Please Tell Me More About Myself Vol. 5
Produced by University of Washington student group MiXed, which aims to create a space for intersectional conversations about racial identity, this fifth issue of the collaborative zine Please Tell Me More About Myself focuses on food. This issue includes personal stories, recipes, and even literary analysis looking at the connections between food, culture, and intersectional identities. One piece debunks the racist claim that MSG in Chinese food makes people sick. M writes about how sharing purple ube bread builds community around their ethnicity and queerness: “Pink and purple hues figure comfortably in my gastronomic interests as much as they represent resilience and resistance.” Irang Nami writes about seeing artisanal kimchi for sale at a yuppie craft fair and being reminded of how kimchi shaped her community, but also was used to tease and exclude her. Each short piece provides an insight into the particularities of food, memory, and identity, whether through celebration or resistance. After hearing a proclamation that Filipino food will be the next big thing for foodies, Elena is skeptical that white people will dig happily into blood stews or want kidney beans in their ice cream, but “won’t be surprised when another impoverished nation’s culture is entirely consumed, tokenized, and glorified as something white folx have found, discovered and made ~*~even better!!!~*~*”
Please Tell Me More About Myself is available from Brown Recluse Zine Distro.

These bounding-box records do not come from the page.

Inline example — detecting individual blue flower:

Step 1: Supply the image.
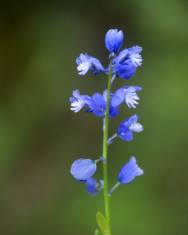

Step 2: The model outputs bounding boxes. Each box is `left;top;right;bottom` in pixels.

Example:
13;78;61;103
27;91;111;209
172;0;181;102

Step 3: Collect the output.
118;157;144;184
105;29;124;53
85;178;104;196
76;54;104;75
112;46;142;79
70;158;97;181
70;90;90;113
117;114;143;141
112;86;142;108
87;91;119;118
109;157;144;195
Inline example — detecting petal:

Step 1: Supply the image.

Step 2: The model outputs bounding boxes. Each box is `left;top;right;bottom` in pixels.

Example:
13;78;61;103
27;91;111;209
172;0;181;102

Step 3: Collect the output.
105;29;124;53
118;157;144;184
129;122;144;132
70;158;97;180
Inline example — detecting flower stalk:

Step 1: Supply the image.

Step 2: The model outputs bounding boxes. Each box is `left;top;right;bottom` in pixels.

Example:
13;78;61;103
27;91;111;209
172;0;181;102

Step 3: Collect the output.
102;64;112;235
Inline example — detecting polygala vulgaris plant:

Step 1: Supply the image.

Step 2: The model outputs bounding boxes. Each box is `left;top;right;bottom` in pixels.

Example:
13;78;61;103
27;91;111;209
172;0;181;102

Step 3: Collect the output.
70;29;143;235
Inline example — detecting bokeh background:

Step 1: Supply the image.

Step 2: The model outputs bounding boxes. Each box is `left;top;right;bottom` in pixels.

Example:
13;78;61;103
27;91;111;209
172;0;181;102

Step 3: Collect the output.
0;0;188;235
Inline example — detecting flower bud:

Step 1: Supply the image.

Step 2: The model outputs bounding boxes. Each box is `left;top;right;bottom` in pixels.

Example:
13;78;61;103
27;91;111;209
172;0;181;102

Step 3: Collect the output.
105;29;124;53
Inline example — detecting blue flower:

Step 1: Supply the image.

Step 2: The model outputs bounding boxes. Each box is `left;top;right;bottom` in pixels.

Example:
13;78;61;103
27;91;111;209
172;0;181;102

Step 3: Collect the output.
76;54;104;75
87;90;119;118
118;157;144;184
112;86;142;108
117;114;143;141
85;178;104;195
105;29;124;53
112;46;142;79
70;158;97;181
69;90;90;113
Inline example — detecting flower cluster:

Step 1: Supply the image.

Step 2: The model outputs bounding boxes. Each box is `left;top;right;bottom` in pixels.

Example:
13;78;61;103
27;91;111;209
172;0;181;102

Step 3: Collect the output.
70;29;143;195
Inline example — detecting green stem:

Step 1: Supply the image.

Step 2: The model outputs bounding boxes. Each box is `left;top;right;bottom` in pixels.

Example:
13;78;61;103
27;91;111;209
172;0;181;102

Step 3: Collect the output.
102;65;112;235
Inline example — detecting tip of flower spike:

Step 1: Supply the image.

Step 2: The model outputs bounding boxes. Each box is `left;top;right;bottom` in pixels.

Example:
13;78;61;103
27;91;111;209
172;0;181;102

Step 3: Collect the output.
105;29;124;53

Wasabi Tacos: Foodie Tales From Across the River
“If you want to hear a story, make a meal.” Each of the four issues of Wasabi Tacos invites you into an eclectic assortment of stories and recipes that cross borders. Editor Violeta de León reflects on lamenting not learning to cook from her mother, capturing a wistfulness that resonates with me—there were so many foods my grandma cooked that I never learned to make. Many of the stories in Wasabi Tacos explore crossing borders, seeking adventure, and homesickness. Simple and sophisticated recipes are sprinkled throughout: fancy cocktails like a Vişmosa (prosecco and sour cherry juice), homemade tortillas for one, kouglehopf. I’m waiting on tomato season to make the Tomato Pie from issue two—cheese, spinach, and tomatoes baked in a crust sounds divine. The covers are all individually spray-painted and carefully hand-cut out of file folders, and each issue features fun food-themed parodies of some pop song lyrics spelled out in cookie dough letters, like a pop culture centerfold you didn’t realize you needed.

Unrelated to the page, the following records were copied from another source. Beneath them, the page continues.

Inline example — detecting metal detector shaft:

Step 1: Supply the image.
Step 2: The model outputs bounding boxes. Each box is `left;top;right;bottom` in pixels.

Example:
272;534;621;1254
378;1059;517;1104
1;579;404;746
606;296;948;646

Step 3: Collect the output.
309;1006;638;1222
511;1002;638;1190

Wasabi Tacos is available from their online store and from Brown Recluse Zine Distro.
Women of Color #11: Food and Family History
This compilation zine by the WOC Zine Collective aims to create space for folks of color to talk about food that tend to be dominated by white people. When writing about foodie TV shows dominated by white people, the zine says, “When we are shown, it’s through a white gaze.” Through short prose, comics, and poetry, each page explores connections between family and food. Amisa Chiu’s illustration shows a lineage of gardens going back to her great-grandfather’s celery farm, and uses specific details to evoke evoking mood and memory. In this collection, family means these deep connections, but it also choosing your own kin or reconnecting with a culture you’ve been alienated from. In one of the final pieces in the collection, one writer describes speaking with her mom on the phone while she makes dinner, and notes that, “Even though I am alone, I am not lonely. My family eats with me.”
Women of Color #11 is available from Antiquated Future distro.